C’è qualcosa che ti amareggia però…

C’è un grande divario tra il calcio maschile e femminile, dal punto di vista del pubblico e degli investimenti. Ma è anche vero che il calcio femminile è cresciuto molto negli ultimi 10 anni. Però c’è ancora una parte del mondo, anche in Europa, dove ci sono pregiudizi e persone che pensano che le donne non debbano giocare a calcio. Ma sono ottimista, siamo sulla strada giusta e spero che in futuro sia le bambine che i bambini possano avere le stesse opportunità, le stesse possibilità di accesso. Poi ognuno deve lottare e lavorare per raggiungere gli obiettivi, partendo però dalle stesse opportunità.

Nelle tue molte vite hai incontrato il dolore. Cos’è per te la felicità?

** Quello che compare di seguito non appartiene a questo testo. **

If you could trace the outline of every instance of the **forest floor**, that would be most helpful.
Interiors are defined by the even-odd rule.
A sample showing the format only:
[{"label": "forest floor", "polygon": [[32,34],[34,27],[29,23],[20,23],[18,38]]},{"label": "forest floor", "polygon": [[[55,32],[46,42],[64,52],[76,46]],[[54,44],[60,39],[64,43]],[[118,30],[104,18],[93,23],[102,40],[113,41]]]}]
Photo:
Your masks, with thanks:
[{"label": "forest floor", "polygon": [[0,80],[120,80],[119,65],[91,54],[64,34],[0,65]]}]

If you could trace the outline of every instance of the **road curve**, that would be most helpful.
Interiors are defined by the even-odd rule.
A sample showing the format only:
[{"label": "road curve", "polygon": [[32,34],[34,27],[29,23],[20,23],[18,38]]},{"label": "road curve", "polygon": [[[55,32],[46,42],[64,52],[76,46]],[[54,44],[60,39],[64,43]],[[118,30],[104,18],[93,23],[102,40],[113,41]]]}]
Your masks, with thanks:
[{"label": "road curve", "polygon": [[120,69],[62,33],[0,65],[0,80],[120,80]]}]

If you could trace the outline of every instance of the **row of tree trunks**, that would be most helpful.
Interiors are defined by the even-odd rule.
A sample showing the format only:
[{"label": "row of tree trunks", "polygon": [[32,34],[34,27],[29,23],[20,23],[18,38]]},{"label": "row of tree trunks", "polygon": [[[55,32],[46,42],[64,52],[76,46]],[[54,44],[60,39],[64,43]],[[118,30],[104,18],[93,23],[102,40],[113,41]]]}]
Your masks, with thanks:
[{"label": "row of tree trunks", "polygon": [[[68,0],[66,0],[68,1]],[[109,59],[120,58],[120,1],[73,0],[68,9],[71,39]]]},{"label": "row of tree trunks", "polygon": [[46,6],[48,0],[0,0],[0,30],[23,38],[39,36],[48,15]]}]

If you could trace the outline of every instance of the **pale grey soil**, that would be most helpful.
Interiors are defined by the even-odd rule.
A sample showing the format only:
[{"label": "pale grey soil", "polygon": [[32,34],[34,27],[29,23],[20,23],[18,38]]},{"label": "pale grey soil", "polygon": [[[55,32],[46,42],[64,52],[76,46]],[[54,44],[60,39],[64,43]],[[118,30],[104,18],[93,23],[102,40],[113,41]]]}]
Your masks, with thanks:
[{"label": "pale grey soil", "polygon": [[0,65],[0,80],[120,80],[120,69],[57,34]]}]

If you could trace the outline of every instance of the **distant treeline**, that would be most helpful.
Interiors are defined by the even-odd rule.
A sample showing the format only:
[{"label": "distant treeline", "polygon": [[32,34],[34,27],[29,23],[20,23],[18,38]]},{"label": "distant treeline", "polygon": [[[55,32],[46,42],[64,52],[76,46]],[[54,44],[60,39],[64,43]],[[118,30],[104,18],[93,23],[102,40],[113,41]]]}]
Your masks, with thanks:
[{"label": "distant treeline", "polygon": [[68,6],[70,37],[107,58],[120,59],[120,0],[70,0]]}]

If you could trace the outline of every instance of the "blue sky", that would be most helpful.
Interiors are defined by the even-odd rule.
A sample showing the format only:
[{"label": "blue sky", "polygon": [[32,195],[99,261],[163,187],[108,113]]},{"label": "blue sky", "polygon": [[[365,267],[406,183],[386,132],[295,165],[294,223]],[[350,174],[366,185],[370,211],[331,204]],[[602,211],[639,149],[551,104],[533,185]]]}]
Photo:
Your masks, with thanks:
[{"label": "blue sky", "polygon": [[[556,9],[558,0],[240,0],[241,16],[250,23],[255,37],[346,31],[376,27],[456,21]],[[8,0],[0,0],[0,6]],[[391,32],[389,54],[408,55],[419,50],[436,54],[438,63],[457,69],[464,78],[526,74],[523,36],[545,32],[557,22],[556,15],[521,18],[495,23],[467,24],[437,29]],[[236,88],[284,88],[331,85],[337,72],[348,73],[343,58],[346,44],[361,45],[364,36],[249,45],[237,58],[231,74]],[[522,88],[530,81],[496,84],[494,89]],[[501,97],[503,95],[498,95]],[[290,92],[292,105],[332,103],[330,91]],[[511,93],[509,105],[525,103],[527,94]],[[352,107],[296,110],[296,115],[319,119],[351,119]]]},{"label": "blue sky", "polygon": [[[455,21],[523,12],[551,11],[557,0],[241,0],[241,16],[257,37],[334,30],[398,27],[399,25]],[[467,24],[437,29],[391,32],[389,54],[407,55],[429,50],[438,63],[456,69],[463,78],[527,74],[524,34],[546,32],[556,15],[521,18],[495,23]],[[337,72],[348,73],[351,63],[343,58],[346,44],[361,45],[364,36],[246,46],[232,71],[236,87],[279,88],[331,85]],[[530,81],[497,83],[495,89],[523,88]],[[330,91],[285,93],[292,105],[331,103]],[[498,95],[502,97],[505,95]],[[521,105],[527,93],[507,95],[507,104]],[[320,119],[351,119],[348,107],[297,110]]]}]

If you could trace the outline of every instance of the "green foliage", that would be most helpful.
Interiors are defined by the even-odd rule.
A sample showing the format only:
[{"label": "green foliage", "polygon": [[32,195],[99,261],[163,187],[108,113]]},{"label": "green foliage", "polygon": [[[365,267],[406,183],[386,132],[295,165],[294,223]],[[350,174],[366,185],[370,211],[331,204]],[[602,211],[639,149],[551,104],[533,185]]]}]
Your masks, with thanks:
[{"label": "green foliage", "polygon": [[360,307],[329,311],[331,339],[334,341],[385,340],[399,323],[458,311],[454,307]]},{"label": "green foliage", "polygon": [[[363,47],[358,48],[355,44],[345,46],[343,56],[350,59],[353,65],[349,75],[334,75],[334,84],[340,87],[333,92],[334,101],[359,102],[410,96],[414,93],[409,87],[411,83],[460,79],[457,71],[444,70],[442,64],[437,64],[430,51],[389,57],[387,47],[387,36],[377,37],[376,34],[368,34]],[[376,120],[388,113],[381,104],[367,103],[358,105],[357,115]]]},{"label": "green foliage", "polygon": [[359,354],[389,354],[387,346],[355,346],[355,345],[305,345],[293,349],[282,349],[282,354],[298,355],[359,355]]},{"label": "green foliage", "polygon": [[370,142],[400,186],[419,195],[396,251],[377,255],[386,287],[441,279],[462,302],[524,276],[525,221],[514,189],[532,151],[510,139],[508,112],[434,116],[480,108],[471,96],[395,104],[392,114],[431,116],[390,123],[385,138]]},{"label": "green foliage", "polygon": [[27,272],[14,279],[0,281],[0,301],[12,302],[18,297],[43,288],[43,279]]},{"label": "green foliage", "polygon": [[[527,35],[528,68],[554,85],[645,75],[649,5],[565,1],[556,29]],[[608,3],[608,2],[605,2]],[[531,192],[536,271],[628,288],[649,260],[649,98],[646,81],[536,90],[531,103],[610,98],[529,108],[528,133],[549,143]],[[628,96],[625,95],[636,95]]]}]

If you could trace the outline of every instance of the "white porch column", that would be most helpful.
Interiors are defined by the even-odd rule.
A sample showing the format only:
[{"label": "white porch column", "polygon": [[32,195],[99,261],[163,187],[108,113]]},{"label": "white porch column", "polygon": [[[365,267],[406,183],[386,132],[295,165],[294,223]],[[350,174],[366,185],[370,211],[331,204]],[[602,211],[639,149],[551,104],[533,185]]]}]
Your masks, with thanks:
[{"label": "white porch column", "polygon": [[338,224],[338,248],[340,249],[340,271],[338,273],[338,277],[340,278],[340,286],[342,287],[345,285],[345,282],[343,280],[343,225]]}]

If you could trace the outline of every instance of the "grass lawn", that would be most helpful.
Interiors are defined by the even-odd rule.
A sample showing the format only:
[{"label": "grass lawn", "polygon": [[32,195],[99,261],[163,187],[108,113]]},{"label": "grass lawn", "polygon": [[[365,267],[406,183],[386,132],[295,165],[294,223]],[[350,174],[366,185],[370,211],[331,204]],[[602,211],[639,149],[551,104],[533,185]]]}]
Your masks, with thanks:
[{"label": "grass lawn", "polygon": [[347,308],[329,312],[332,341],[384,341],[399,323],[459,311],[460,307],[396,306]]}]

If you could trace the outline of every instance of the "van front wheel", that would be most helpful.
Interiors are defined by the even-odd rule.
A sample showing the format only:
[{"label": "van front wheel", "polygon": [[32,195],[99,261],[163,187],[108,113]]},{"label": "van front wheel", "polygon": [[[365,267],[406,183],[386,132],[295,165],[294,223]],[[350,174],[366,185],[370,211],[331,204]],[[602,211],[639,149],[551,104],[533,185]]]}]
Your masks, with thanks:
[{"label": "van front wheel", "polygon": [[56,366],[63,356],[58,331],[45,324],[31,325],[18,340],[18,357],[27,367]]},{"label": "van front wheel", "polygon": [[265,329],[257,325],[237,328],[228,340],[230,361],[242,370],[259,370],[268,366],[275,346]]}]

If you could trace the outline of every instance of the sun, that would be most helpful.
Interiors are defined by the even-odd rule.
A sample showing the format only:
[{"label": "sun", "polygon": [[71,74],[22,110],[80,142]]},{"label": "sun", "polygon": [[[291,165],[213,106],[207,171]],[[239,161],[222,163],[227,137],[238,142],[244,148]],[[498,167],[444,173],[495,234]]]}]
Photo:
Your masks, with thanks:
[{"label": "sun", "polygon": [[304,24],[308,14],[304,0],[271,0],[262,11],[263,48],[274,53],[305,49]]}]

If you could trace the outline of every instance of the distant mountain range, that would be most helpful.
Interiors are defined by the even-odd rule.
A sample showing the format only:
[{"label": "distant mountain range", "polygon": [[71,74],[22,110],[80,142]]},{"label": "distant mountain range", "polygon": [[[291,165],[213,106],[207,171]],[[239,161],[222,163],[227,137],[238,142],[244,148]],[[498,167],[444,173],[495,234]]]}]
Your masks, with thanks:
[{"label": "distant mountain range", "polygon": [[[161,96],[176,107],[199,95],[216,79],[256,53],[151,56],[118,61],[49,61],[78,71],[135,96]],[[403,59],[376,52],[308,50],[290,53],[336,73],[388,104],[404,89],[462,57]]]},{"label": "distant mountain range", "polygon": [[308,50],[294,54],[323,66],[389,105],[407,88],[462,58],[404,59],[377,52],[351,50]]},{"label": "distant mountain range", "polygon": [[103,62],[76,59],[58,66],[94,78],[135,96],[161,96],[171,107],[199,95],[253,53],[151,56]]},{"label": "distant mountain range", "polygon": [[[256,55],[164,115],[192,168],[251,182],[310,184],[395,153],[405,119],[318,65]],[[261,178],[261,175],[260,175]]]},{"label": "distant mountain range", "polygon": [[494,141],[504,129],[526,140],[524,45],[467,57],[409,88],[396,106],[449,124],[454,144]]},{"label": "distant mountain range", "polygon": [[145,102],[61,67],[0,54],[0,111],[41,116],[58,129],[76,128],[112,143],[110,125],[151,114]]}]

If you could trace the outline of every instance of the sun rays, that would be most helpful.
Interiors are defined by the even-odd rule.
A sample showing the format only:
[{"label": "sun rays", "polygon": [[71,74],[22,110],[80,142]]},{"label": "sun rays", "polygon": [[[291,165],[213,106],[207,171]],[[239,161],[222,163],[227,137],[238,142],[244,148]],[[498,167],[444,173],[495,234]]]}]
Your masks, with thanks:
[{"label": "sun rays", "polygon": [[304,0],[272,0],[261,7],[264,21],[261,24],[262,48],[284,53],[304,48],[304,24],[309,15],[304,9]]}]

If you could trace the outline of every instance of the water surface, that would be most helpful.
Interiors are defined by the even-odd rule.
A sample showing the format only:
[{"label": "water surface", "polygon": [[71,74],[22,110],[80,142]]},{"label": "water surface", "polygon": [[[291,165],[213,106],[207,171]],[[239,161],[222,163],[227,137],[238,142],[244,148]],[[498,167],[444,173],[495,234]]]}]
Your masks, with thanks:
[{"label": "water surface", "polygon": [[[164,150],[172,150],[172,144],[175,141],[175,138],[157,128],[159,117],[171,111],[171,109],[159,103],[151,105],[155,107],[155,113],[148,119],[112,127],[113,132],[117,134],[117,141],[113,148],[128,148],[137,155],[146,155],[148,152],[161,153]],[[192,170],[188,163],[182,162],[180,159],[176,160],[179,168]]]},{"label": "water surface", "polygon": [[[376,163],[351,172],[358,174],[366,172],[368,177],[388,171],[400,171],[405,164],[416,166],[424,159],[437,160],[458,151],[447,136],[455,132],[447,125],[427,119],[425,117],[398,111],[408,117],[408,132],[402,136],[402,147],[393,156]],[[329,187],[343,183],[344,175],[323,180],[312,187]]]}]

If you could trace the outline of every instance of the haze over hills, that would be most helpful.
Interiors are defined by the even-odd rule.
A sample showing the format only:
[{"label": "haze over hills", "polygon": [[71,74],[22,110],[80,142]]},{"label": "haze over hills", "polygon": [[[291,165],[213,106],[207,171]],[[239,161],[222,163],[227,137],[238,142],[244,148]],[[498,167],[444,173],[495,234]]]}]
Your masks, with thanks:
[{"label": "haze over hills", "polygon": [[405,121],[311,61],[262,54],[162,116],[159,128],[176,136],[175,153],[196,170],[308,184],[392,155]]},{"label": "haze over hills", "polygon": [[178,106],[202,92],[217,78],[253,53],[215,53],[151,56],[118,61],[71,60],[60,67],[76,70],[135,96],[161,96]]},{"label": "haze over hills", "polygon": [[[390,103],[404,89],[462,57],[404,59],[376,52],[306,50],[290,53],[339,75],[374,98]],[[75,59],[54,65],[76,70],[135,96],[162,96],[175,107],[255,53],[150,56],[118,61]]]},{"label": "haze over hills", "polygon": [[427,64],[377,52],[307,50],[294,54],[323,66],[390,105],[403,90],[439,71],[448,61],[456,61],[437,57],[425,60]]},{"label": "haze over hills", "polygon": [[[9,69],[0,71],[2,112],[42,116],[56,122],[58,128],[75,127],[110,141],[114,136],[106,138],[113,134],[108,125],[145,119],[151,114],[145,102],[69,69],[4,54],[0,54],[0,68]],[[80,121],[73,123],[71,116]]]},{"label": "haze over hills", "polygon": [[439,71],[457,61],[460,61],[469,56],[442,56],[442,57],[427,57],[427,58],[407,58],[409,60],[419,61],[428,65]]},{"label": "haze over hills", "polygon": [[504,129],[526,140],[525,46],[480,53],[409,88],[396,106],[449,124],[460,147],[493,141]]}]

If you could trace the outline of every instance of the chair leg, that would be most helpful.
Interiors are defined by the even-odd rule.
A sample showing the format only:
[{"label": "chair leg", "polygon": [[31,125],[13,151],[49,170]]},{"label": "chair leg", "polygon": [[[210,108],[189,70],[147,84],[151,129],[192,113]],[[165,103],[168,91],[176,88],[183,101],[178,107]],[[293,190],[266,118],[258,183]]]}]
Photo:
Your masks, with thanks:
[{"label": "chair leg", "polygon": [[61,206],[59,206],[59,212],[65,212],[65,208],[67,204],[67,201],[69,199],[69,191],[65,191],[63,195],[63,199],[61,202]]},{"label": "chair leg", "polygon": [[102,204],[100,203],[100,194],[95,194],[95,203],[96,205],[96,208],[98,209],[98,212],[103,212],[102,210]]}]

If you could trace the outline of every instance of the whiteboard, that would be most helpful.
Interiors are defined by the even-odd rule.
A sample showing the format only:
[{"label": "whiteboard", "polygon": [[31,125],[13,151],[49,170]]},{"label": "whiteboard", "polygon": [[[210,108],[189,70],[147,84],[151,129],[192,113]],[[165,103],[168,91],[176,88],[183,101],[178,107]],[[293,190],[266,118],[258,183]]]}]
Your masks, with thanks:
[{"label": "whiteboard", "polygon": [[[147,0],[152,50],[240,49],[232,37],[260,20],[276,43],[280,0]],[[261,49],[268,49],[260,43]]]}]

Per me è la libertà, essere sani, stare vicina alla famiglia. La felicità è per me fare la differenza, aiutare le persone intorno a me ed essere una voce per coloro che voce non hanno. Questo mi rende felice, perché mi ricorda la mia umanità. Sono grata alla vita. Quando mi sveglio ogni giorno e vedo il sole sono grata di essere viva, che ci sia del cibo, grata di essere in buona salute e di poter avere un impatto sulla vita delle altre persone.